What Is Acute Postoperative Negative Pressure Pulmonary Edema?
Postoperative Negative Pressure Pulmonary Edema (NPPE) is an uncommon but known life-threatening complication after general anesthesia. It’s a form of noncardiogenic pulmonary edema that occurs in response to upper airway obstruction, often during the critical time of extubation at the end of surgery. Patients attempt to breathe against a blocked airway either from obstruction, foreign body, or tongue swelling. Biting down on a breathing tube can also cause this to happen. This results in fluids shifting into areas of the lungs requiring rapid identification and intervention.

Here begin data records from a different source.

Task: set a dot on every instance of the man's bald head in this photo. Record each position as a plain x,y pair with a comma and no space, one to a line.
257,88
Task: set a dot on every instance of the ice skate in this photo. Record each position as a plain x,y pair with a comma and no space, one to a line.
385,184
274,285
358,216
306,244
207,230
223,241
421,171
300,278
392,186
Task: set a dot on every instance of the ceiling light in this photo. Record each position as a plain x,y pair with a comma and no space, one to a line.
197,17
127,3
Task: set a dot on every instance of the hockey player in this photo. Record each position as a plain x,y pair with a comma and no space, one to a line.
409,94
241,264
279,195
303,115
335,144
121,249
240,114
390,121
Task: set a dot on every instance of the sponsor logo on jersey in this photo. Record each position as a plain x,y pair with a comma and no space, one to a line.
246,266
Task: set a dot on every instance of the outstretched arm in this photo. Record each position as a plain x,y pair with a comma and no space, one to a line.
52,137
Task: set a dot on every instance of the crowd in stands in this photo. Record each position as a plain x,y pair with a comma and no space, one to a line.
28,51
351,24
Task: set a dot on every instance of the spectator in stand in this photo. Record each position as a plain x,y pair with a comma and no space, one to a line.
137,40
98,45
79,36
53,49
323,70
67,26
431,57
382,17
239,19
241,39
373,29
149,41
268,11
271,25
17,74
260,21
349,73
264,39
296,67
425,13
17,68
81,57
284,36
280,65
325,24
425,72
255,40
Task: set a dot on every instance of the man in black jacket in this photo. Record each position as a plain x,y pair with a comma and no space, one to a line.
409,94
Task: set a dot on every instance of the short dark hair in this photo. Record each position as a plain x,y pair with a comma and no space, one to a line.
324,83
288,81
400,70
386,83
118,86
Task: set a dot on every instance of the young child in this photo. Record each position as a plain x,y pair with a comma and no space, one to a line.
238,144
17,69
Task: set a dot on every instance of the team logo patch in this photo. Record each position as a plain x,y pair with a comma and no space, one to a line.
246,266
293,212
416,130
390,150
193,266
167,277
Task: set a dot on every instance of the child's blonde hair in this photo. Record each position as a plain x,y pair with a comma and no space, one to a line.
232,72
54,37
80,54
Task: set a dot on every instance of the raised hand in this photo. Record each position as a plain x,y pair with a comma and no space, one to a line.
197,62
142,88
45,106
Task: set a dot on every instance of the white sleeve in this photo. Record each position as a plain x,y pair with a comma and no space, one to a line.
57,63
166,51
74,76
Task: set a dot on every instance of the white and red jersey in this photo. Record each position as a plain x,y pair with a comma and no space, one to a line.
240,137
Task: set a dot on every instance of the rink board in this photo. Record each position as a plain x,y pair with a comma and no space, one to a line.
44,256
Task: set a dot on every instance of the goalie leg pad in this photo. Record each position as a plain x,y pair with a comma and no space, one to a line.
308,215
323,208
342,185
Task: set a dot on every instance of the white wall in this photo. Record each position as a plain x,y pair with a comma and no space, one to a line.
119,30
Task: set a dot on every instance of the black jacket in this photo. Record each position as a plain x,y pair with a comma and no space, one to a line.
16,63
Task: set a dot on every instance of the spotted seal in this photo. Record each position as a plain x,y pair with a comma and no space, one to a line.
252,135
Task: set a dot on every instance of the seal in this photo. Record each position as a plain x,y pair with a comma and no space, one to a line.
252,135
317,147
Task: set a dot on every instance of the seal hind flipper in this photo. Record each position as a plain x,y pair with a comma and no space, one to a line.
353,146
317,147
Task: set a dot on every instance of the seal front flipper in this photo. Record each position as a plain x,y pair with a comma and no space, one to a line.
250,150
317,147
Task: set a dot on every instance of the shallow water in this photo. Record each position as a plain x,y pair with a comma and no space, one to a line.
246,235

Some signs and symptoms of NPPE are fast respirations, shortness of breath, panic, pink frothy sputum production, and decreased oxygen readings soon after the event.
It’s often unrecognized within the postanesthesia unit (PACU), especially when it presents in milder forms such as low oxygen readings. But it seems to be a higher risk among young, healthy, athletic males ( likely more capable of exerting that pressure level against the airway). NPPE can develop rapidly or up to 6 hours later.

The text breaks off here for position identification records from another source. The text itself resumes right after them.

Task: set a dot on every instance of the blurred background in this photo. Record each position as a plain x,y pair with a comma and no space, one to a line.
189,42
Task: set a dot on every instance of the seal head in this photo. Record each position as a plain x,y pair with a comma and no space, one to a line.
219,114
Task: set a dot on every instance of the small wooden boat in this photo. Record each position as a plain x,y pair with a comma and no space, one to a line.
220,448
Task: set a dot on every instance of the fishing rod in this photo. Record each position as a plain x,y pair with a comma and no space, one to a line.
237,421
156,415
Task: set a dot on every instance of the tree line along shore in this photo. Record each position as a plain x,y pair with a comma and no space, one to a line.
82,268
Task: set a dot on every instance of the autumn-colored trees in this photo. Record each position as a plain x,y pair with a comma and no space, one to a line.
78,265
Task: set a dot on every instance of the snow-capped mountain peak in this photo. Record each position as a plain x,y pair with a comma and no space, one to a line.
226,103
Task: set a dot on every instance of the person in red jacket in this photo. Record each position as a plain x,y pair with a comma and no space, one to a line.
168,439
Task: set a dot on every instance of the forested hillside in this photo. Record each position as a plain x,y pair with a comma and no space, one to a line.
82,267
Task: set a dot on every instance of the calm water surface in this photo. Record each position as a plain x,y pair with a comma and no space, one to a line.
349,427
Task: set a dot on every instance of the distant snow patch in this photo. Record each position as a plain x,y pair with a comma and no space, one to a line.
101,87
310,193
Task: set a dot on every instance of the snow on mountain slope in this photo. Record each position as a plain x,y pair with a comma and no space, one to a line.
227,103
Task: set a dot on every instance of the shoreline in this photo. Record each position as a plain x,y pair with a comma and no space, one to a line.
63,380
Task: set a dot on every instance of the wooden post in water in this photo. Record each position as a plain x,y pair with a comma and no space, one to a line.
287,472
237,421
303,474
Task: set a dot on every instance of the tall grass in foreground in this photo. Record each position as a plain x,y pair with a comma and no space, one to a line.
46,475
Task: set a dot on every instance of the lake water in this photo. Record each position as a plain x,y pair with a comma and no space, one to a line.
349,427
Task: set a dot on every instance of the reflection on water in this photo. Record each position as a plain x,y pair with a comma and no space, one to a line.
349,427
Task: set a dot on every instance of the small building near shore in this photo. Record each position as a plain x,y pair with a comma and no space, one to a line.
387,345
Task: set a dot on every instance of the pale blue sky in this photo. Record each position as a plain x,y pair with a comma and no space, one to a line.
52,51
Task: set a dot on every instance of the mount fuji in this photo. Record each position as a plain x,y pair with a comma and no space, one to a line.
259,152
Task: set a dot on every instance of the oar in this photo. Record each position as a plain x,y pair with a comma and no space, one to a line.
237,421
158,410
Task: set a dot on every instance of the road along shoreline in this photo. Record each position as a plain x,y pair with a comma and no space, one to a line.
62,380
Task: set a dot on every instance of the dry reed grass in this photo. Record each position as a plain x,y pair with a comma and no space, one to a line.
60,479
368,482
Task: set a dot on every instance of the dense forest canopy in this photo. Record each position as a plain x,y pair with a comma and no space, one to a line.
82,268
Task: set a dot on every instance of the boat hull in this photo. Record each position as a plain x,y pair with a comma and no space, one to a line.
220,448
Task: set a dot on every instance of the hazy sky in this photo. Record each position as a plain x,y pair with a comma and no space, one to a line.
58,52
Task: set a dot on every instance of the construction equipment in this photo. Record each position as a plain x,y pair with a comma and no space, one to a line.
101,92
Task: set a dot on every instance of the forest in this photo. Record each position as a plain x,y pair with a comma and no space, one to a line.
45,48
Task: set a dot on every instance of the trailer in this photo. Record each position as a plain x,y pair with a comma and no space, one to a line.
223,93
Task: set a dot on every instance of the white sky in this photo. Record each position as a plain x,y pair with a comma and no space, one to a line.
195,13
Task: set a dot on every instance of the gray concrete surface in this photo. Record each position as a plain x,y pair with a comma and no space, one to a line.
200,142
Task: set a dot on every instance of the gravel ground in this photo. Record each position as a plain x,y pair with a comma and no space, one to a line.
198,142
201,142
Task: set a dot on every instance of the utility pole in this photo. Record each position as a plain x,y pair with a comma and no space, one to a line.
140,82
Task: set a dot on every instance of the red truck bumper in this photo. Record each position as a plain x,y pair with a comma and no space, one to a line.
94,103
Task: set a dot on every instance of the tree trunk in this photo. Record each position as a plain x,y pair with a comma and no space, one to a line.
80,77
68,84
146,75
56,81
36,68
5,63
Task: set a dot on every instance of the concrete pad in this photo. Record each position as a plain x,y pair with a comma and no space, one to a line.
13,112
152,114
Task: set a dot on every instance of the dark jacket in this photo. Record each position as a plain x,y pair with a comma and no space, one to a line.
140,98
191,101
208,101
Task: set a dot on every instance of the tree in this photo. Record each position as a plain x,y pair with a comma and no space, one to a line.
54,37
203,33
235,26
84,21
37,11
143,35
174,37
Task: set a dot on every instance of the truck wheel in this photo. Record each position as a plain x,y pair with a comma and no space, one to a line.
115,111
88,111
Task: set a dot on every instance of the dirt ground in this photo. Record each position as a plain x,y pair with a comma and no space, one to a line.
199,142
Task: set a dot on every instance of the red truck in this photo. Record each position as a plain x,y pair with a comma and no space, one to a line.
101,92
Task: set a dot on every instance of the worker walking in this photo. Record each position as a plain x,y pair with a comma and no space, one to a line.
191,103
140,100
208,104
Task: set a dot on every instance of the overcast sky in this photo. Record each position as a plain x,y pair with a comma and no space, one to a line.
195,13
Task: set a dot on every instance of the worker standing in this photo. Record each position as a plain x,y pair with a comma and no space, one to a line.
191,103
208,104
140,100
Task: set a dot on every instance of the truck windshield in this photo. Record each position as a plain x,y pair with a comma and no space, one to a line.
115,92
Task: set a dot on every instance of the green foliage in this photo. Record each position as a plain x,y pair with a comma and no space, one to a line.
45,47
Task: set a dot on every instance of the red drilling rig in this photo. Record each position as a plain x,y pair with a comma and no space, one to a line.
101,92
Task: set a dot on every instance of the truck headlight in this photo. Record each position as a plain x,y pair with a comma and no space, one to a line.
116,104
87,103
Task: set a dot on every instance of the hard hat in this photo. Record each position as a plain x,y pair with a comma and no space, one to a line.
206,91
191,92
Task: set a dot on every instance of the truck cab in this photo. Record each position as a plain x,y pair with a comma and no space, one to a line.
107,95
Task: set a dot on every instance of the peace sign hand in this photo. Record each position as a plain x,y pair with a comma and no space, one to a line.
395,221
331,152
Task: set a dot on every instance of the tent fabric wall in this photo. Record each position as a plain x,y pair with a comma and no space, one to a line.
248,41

Case Example: A 21-year-old college baseball player had a nasal fracture repair under general anesthesia. He was planned for a same-day discharge to home from the PACU. At the end of the procedure, bloody secretions were noted at the back of his throat. The anesthesia provider cleared this with a suction device. Upon removing the breathing tube, he developed a laryngospasm, a spasm of the vocal cords that temporarily make it difficult to speak or breathe, and a drop in oxygen saturation. The anesthesia provider reversed this quickly with muscle relaxants and active ventilation. He required 100% high-flow oxygen and diuretics to remove the excess fluids from his lungs. However, he responded to the treatments quickly and remained another 4 hours in the PACU before meeting discharge criteria.
Prevention of NPPE high-risk patients after certain surgeries is accomplished through having an airway management protocol in place. Missed or delayed recognition can cause an unplanned hospital admission or permanent harm depending on the severity of the hypoxic respiratory failure. NPPE can be fatal if inappropriately managed.